グラスゴー近郊にあるケルヴィン卿の屋敷で、ロンドン空襲の一報がもたらされました。 卿の協力で、例の火星探査船を砲弾のように発射して、急ぎロンドンまで戻ることが出来ました。

ロンドン大空襲

そこはまさに地獄絵図。街はどこも破壊され、まばらに人の悲鳴が静かに聞こえてきます。 瓦礫にはさまれたグラニー婆さんをリチャードが助けます。グラニーの話では飛行船が現れ、 無数の空を飛ぶ機械がロンドンの空を覆い、手当たり次第に爆撃をしたとのことでした。 メイリンが空を見上げると、建物の影になっていた飛行船が現れます。飛行船が青白い光を放ち、 あっという間に飛行船も空飛ぶ機械も消えていました。
「あれは、プラトナーライトの光・・・・」
発明家によれば、ロンドン空襲は史実よりも十年以上は早いそうです。 ドイツ軍は世界大戦を早めに起こして結果をくつがえそうとしているのか!? このタイムマシンを使った反則行為を阻止するため、一行は研究室に急ぎます。 タイムマシンは無事でした。
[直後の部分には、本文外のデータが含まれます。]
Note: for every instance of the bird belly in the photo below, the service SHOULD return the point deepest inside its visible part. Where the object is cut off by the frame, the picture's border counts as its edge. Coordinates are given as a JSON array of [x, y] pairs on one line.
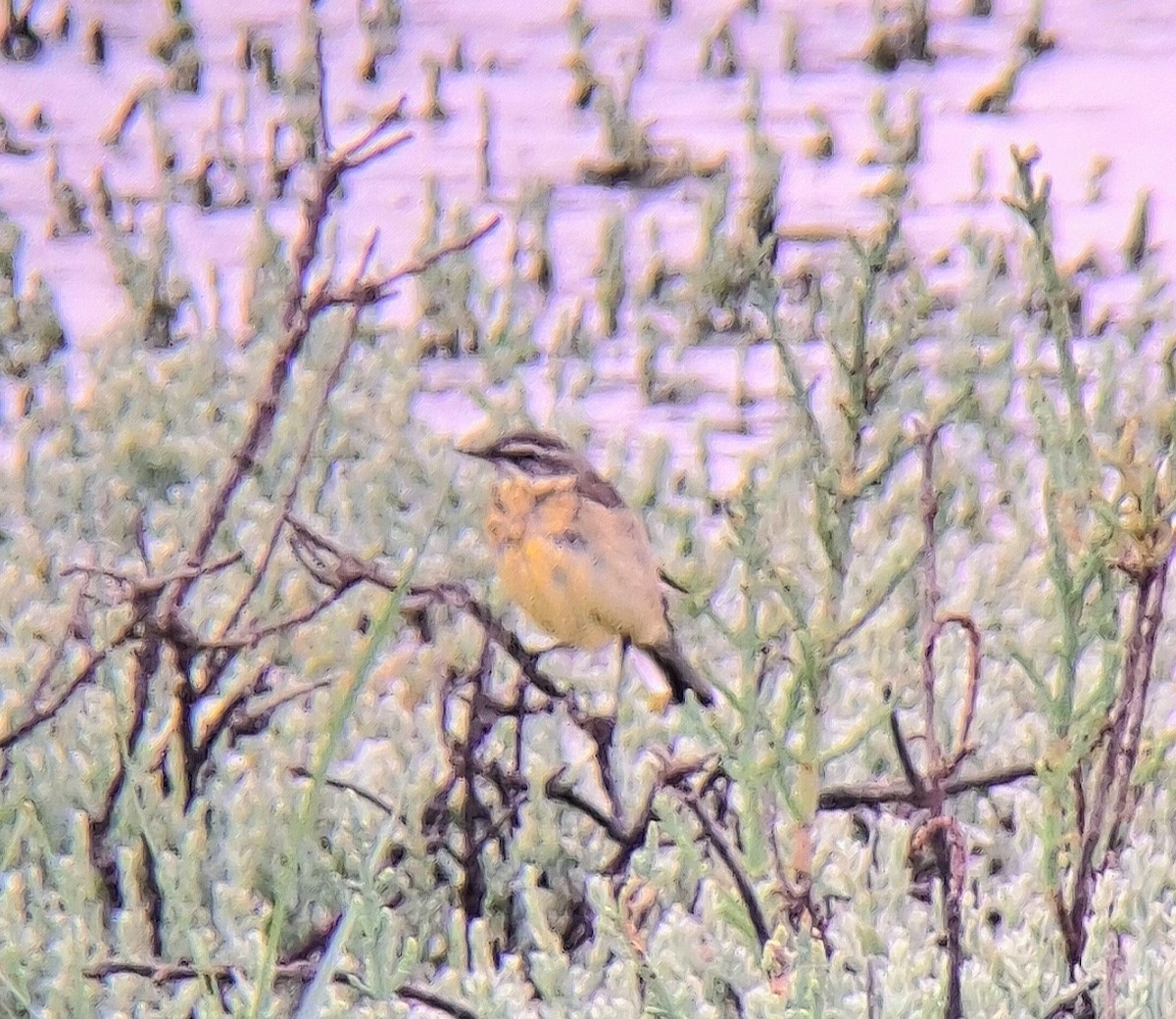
[[553, 583]]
頭をひねった結果、未来ならこの空襲の情報も手に入るだろうとバイロンが思いつき、一行は一年後を目指します。 ただしタイムマシンは発明家が乗ったままで一日あとに飛ぶことにします。 予測不能な未来の世界でマシンごと捕らわれないための対策です。

一年後

一年後の世界はまだ焼け野原のままでした。 しかし、世界を敵に回しているのはドイツではなく、ロベルディアという謎の国のようです。 この時代ではこれ以上の成果は望めないと、さらに十年後に進みます。

ロビュールの時代

十年後、ロンドンの街は一変していました。 道は舗装され、人々は無気力にせわしなく行き交う。 蒸気でない動力で走る乗り物が登場し、街角にはニュース映像が投射されています。 それによると、ロンドンはすでにロベルディアに併合されており、 ロビュールと名乗る男が支配していました。 この日、アメリカもついに降伏して、ロビュールは名実共に世界の支配者です。
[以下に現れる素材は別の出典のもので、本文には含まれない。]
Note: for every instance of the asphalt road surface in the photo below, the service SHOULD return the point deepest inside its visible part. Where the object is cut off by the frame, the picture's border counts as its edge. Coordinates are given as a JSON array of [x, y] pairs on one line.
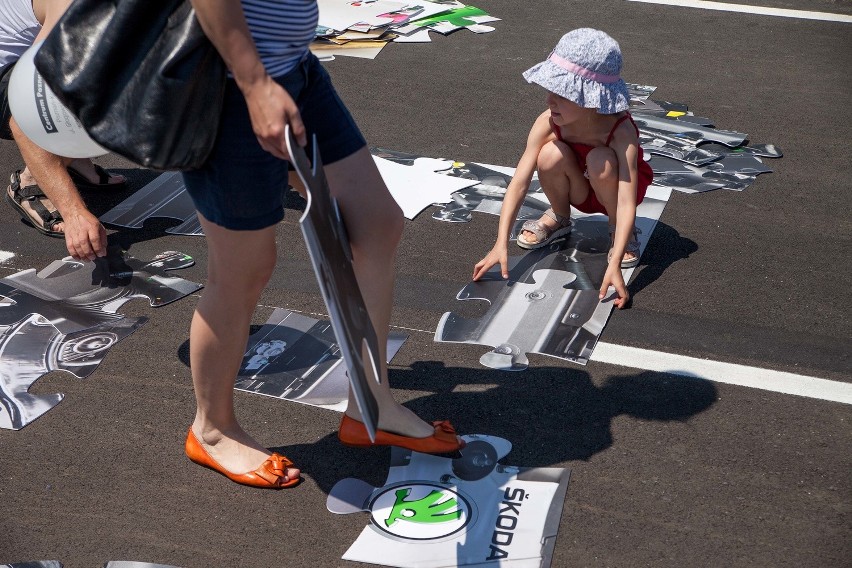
[[666, 470]]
朽ちたままになった大英図書館に忍びこんで、一行はロビュールの過去と計略を知ります。 彼は十九世紀末、「空を飛ぶ船」アルバトロス号を作った科学者ですが、 気球を奉じるものたちは頑として彼を認めず、ロビュールは失望してどこかへと去りました。 そして十数年後、緊迫する世界情勢をロンドン空襲によって後押しして、世界大戦を引き起こし、 圧倒的なテクノロジーで勝者となったのでした。
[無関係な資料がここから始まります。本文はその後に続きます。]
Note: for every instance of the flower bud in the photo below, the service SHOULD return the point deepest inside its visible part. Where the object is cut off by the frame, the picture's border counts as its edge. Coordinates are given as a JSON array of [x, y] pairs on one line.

ロンドン空襲の正確な時間とルートは判明しましたが、 戦力のあるロビュールと対峙するのは懸命ではないと判断したバイロンとメイリンは、 ロンドン塔にアルバトロス号が近づく瞬間に乗りこみ、若きロビュールを説得しようと試みます。

最後の戦い

今度は過去へ、ロンドン塔潜入を街娘に見つかった一行は、手練手管に長けたアルバートの手腕に助けられ、 なんなくアルバトロス号の船上に立ちます。 若きロビュールは説得によって世界征服はしないと明言します。 しかし、そこへ空飛ぶ黒い車が現れました、征服者となったロビュールが時を越えて邪魔しに来たのです。 アルバトロス号の船上で、万能ヴィークル「エプヴァント号」大英帝国有閑倶楽部の戦いが始まりました。 リチャードが叩き、アルバートのステッキが唸り、メイリンとカーツの精密な射撃が炸裂します。 エプヴァント号の剣呑な攻撃兵器はつぶしていくのですが、本体にダメージがありません。 「レーザーでもなければこの装甲は貫けんぞ」というロビュールのかちほこりで、 なんとなくバイロンには打開策が見えたのですが、実行にはためらいがあります。 しかし、仕方ありません。火星人に身振りで説明し、怪光線を発射させます。 残念ながら相互理解のどこかに行き違いがあったらしく、火星人はエプヴァント号だけでなくアルバトロス号をも、 光線銃で破壊。共に墜落します。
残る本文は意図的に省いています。